Bill Griffin is a family physician in rural North Carolina, where his "writer's group" is a hawkswept footpath that wanders up the Blue Ridge. Every spring for the past ten years, Bill has counted birds for the USGS Breeding Bird Survey. Bill serves on the boards of the NC Poetry Society and Poetry Council of NC and organizes the annual Foothills Favorite Poem Project in his home town of Elkin. His poetry chapbook, Barb Quill Down, was published by Pudding House in 2004, and his work has appeared in a number of journals. Bill's favorite poem is "Hymn" by A.R.Ammons: "I know if I find you I will have to leave the earth / and go on out / over the sea marshes and the brant in bays . . . ."
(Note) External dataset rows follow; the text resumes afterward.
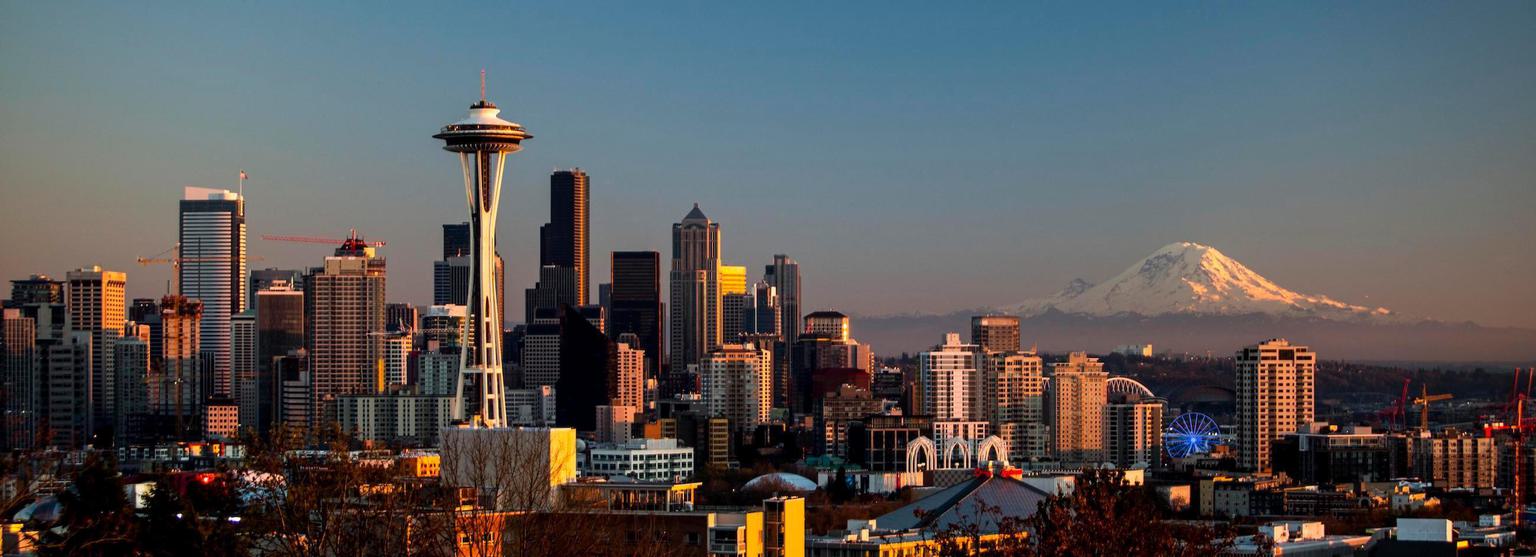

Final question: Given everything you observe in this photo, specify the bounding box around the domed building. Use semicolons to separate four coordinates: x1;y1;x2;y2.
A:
742;473;816;493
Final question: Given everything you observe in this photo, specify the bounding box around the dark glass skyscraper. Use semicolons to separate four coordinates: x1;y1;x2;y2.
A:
608;252;664;376
524;169;588;322
539;169;588;305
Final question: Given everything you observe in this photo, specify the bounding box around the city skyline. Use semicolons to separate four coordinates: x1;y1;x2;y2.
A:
9;5;1536;327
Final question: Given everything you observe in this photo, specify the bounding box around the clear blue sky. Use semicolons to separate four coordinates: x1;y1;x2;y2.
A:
0;2;1536;327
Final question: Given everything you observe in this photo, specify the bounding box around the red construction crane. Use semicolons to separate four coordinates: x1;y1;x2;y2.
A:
261;229;384;247
1482;368;1536;531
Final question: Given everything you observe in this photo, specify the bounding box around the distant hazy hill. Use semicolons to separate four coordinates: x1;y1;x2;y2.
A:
854;242;1536;361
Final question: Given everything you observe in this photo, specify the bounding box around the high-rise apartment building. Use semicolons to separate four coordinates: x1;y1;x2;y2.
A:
43;331;95;450
667;204;720;394
805;311;849;341
971;315;1020;351
1236;339;1318;471
1104;393;1164;468
158;295;207;439
178;187;247;397
742;281;783;336
700;344;773;431
980;351;1044;431
763;253;802;345
539;169;591;307
304;241;386;425
1412;430;1499;489
720;265;751;344
608;252;667;377
246;284;304;434
0;307;43;448
229;308;260;427
917;333;982;420
613;342;645;411
65;267;127;433
112;325;152;443
1044;351;1109;463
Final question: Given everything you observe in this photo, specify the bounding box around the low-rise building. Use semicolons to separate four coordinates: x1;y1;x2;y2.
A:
581;439;693;482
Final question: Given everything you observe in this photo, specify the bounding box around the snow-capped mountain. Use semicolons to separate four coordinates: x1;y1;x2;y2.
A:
1001;242;1396;321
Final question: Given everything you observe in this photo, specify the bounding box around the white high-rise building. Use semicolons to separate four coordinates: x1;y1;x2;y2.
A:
229;310;261;427
980;351;1044;428
1236;339;1318;471
1044;351;1109;463
699;344;773;431
65;267;127;433
1104;394;1163;468
178;187;247;397
919;333;983;420
613;342;645;411
433;94;533;428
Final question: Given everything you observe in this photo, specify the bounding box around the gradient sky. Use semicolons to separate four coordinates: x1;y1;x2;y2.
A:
0;2;1536;327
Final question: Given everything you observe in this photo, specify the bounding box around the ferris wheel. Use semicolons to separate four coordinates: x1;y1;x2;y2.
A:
1163;411;1221;459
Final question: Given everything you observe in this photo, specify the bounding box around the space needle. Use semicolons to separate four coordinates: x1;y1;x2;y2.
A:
433;72;533;428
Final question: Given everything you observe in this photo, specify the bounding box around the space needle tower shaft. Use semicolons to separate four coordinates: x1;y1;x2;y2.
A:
433;78;533;428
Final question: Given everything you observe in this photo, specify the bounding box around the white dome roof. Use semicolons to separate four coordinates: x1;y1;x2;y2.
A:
742;473;816;491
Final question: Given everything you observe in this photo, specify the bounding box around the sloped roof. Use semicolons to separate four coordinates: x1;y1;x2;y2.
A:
876;476;1051;532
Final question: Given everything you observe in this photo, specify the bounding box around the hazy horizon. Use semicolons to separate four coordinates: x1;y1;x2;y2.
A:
0;2;1536;328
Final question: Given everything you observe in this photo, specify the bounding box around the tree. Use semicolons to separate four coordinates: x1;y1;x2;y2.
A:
40;453;134;555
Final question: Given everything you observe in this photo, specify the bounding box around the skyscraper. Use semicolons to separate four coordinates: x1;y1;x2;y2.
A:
699;344;773;431
608;252;665;376
611;341;645;411
1104;393;1163;468
763;253;802;345
720;265;751;342
178;187;246;397
919;333;982;420
229;308;260;427
971;315;1020;351
667;204;720;394
8;275;65;307
433;94;533;427
249;284;304;434
43;330;94;450
304;239;387;425
158;295;207;439
1236;339;1318;471
552;305;619;431
1044;351;1109;463
65;267;127;441
0;307;43;448
539;169;590;305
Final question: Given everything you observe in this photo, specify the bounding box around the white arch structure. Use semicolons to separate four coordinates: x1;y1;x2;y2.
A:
1104;377;1157;399
906;436;1008;474
906;437;938;474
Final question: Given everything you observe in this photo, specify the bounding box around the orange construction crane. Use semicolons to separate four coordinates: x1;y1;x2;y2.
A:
1413;385;1456;431
261;229;384;247
137;242;266;292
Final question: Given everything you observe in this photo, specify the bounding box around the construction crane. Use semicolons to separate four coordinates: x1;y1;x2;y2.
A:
261;229;384;247
1413;384;1456;431
1376;377;1413;430
1482;368;1536;531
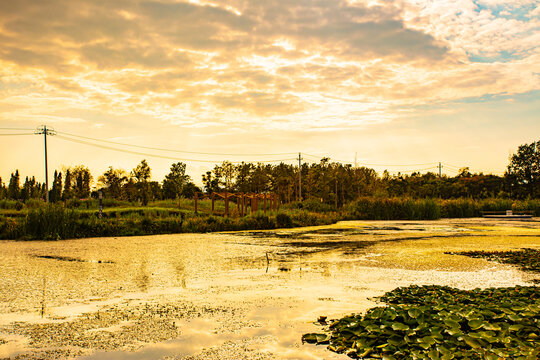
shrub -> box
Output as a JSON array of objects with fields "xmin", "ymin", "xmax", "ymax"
[{"xmin": 276, "ymin": 213, "xmax": 292, "ymax": 228}]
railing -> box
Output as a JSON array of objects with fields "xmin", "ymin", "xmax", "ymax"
[{"xmin": 480, "ymin": 210, "xmax": 535, "ymax": 217}]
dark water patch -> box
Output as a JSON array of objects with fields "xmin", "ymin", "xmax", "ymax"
[
  {"xmin": 234, "ymin": 228, "xmax": 368, "ymax": 239},
  {"xmin": 34, "ymin": 255, "xmax": 114, "ymax": 264},
  {"xmin": 446, "ymin": 248, "xmax": 540, "ymax": 273}
]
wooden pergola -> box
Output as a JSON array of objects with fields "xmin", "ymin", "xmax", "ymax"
[{"xmin": 194, "ymin": 192, "xmax": 279, "ymax": 216}]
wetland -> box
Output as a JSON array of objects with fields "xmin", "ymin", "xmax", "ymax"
[{"xmin": 0, "ymin": 219, "xmax": 540, "ymax": 360}]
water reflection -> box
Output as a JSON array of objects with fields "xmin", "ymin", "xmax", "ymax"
[{"xmin": 0, "ymin": 222, "xmax": 540, "ymax": 359}]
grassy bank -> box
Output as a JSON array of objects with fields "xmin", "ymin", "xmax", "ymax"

Writer-in-Residence and Professor of English at Catawba College, Janice Moore Fuller has published two poetry books, Archeology Is a Destructive Science (Scots Plaid Press) and Sex Education (Iris Press), as well as poems and essays in numerous American and European journals. In Spring 2004, she and Catawba biology professor Steve Coggin team-taught an honors course "Birds: Evolution and the Imagination" that culminated in eight days of fieldwork in the Galapagos islands. Her plays and libretti have been produced at Catawba's Florence Busby Corriher Theater, BareBones Theater's New Play Festival, the Minneapolis Fringe Festival, and the Rendez-Vous Musique Nouvelle in France. She has been a Fellow at the Tyrone Guthrie Center, Fundación Valparaíso in Spain, Edinburgh's Hawthornden Castle, Virginia Center for the Creative Arts, and the Vermont Studio Center.